When we looked at Spark Networks’ glowing P/E, we noticed that it was due in large part to a huge tax benefit due to past operating losses. Since this tax benefit would not occur in the future, the company’s current net income had to be discounted by a tax rate in order to determine the company’s true earning power going forward. For Gildan Activewear (GIL), we see similarly suspicious earnings after taxes:
Clearly, this is an unusual situation. So should we chop net income by a normal tax rate in order to determine a sustainable income going forward?
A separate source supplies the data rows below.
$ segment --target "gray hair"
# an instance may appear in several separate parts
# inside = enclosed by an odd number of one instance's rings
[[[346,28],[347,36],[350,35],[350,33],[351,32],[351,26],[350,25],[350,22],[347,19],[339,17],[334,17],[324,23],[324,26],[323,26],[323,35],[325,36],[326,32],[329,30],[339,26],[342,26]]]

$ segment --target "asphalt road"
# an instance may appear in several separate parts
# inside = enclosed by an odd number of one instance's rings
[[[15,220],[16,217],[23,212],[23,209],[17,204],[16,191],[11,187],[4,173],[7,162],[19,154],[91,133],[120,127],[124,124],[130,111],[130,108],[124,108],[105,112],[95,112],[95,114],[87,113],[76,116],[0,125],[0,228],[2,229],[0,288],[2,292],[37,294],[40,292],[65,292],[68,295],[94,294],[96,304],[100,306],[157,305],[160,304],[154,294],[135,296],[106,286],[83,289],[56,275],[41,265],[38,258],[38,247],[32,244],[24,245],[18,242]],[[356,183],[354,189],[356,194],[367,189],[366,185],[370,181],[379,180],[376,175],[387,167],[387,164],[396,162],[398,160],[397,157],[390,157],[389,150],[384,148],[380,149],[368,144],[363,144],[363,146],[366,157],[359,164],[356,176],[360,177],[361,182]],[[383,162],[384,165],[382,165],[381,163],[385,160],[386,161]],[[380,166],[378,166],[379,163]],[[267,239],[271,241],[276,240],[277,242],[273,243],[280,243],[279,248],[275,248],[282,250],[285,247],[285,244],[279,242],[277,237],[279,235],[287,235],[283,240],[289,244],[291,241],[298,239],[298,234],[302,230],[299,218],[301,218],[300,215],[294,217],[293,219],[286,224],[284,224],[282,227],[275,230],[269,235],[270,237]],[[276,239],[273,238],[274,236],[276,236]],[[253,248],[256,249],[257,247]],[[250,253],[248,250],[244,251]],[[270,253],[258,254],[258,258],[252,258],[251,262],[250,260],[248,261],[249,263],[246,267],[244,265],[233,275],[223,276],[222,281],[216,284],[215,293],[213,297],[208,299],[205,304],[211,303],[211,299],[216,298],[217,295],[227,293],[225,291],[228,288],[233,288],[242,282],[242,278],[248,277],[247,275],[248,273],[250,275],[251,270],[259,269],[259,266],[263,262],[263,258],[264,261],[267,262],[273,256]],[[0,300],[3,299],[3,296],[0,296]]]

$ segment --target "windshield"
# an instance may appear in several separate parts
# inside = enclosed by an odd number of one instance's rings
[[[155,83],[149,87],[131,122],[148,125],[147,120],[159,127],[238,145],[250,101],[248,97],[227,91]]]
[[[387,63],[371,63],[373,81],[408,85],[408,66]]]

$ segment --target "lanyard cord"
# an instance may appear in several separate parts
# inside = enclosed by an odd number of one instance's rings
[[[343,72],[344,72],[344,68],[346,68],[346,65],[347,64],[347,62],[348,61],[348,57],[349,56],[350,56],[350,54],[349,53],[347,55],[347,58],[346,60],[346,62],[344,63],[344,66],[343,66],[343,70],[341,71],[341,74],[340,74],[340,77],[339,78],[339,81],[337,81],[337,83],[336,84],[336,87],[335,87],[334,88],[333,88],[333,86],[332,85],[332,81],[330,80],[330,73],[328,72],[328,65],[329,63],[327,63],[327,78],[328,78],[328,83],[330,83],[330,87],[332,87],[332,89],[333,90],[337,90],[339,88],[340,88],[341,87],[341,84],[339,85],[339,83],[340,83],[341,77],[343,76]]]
Not without a closer look.
Further investigation reveals that the company’s “low overall consolidated tax rate reflects the operating structure of the company under which all of our sales, marketing and manufacturing functions are carried out at low tax rate jurisdictions in the Caribbean basin and Central America, with only corporate head office functions based in Canada…As far as our tax rate, including our retail business, we are looking at an overall consolidated tax rate…of around 6%…And we are fully confident of sustaining our low tax rate for the period on an ongoing basis” (source: 2008 Q4 conference call)
By maintaining much of its operations in low tax jurisdictions, Gilden management has found a great way to add value for shareholders. Assuming a 35% tax rate, this corporate structure has increased the value of the company by nearly 50%, minus any extra costs associated with operating in those regions!